In May 1865, Goff was assigned to the command of the post of Wilmington, North Carolina, and remained on duty in that state, the troops of his command occupying the forts on the coasts of North and South Carolina, being in temporary command of the District of Wilmington and Department of North Carolina. In June 1865, by recommendation of Major-General Charles J. Paine and Brigadier-General John W. Ames, his division and brigade commanders, he was promoted by the President to be brigadier-general of volunteers by brevet, "for long and faithful services and gallant conduct in the field". He was assigned on November 3, 1866, as president of a general court-martial at Raleigh, North Carolina, and, though his regiment was mustered out in February 1867, he was retained in the service as president of general court-martial till June 13, 1867, when he was honorably discharged, being among the last volunteer officers mustered out of service.

===Post war===
Upon returning to Rhode Island, he returned to his former occupation in Providence.
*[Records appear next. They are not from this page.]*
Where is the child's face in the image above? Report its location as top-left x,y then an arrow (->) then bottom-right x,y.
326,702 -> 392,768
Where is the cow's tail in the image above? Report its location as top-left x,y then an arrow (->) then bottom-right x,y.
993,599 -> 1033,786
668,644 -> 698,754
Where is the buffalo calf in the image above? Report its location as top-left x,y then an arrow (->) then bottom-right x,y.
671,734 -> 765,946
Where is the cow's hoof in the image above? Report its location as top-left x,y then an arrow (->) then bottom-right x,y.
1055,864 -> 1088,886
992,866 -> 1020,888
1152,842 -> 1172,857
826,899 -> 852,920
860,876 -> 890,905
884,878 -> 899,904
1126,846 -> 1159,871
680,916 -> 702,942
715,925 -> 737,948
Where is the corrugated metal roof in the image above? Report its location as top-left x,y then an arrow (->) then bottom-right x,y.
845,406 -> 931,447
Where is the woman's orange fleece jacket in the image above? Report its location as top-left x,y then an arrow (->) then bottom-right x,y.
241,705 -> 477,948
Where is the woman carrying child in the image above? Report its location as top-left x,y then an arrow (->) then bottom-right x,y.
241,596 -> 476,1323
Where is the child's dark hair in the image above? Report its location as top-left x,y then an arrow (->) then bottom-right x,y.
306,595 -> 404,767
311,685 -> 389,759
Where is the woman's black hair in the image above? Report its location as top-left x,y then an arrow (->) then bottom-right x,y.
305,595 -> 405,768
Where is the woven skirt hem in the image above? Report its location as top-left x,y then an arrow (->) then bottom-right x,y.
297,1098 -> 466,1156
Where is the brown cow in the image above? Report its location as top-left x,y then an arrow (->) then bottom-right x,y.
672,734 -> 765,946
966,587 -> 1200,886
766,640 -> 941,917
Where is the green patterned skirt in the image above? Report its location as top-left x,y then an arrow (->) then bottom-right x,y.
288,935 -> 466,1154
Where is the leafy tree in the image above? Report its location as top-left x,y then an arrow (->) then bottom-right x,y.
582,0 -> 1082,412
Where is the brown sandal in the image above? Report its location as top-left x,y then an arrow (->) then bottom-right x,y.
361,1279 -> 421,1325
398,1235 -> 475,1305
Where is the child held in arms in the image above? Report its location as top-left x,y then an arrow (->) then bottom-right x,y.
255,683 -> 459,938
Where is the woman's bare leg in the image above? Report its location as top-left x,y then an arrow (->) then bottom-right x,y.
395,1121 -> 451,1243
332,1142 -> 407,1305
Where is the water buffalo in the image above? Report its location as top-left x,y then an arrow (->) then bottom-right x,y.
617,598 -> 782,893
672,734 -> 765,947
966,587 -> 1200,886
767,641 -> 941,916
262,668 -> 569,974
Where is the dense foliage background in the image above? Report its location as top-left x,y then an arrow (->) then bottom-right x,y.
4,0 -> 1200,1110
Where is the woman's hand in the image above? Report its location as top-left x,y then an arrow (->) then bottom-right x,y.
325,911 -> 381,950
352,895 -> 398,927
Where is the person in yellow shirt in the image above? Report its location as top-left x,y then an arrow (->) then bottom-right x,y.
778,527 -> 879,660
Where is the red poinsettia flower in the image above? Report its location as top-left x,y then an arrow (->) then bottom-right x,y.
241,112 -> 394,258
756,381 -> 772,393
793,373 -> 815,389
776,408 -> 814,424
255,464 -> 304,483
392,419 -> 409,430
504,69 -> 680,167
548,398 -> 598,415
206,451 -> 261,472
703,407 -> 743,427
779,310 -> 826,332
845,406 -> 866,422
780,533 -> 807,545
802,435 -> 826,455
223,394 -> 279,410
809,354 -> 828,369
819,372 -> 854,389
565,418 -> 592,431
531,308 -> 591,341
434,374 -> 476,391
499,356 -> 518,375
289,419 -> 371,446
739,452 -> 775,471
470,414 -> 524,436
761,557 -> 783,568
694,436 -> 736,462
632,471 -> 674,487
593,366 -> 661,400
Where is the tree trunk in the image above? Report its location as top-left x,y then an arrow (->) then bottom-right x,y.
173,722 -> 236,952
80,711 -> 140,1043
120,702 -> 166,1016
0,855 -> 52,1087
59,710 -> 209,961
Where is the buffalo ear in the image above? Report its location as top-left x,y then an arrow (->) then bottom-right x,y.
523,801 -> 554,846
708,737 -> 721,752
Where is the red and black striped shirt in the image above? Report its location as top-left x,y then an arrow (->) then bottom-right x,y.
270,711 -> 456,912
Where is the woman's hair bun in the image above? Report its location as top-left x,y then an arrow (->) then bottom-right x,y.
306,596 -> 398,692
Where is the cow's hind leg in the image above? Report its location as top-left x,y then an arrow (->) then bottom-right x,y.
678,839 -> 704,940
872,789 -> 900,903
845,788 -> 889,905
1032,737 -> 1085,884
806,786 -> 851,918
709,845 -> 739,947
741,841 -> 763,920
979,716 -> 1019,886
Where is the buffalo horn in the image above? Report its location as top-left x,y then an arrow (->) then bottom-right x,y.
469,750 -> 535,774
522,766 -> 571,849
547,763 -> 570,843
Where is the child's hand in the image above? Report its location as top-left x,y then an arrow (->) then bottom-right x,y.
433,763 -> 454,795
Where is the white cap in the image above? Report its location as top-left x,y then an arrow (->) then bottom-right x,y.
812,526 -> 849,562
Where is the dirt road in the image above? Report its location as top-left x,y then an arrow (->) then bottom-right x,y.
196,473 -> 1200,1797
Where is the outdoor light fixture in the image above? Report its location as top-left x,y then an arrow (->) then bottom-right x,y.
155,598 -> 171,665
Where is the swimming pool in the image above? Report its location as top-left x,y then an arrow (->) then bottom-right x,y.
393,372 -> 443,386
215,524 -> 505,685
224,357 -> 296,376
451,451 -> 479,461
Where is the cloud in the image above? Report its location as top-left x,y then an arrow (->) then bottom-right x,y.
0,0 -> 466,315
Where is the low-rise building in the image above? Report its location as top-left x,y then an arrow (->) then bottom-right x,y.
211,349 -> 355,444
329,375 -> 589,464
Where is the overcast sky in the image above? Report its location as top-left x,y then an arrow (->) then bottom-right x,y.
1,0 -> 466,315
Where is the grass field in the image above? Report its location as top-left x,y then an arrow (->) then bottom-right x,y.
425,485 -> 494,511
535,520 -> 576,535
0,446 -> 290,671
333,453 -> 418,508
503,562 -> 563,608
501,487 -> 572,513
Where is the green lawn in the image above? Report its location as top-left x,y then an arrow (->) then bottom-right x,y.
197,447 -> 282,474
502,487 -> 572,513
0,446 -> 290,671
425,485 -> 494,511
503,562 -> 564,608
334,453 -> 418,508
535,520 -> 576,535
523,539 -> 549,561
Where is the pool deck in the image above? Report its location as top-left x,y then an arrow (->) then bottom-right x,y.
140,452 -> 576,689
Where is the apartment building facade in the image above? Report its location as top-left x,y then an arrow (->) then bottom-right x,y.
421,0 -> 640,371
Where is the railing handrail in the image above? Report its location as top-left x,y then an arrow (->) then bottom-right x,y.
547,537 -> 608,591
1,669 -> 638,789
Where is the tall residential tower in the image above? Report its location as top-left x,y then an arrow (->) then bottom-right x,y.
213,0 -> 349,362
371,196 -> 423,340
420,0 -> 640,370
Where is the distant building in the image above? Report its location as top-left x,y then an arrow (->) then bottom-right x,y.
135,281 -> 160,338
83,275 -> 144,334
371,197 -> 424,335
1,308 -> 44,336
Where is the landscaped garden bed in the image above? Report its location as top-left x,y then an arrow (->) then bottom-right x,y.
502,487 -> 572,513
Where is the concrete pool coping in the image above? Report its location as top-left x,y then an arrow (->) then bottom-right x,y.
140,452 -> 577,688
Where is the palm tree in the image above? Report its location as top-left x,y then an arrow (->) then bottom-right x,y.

He later became a Companion of the Massachusetts Commandery of the Military Order of the Loyal Legion of the United States and was assigned insignia number 3148.

His talents, character, and public services caused him to be greatly respected by his fellow citizens. On August 10, 1870, he was appointed by President Ulysses S. Grant as deputy collector of customs for the port of Providence, a position which he held for more than twenty years. Politically, he was a Whig and a Republican. In his religious practice he was a Baptist.

He died in Warren on April 17, 1903.

==Family==
General Goff married his first wife, Sarah S. Surgens of Warren, in November, 1849. By her he had three children - Ella S., Walter I., and Mabel D. Sarah died on October 13, 1888. He later married Helen M. Surgens, of Boston, Massachusetts. Helen died in 1912.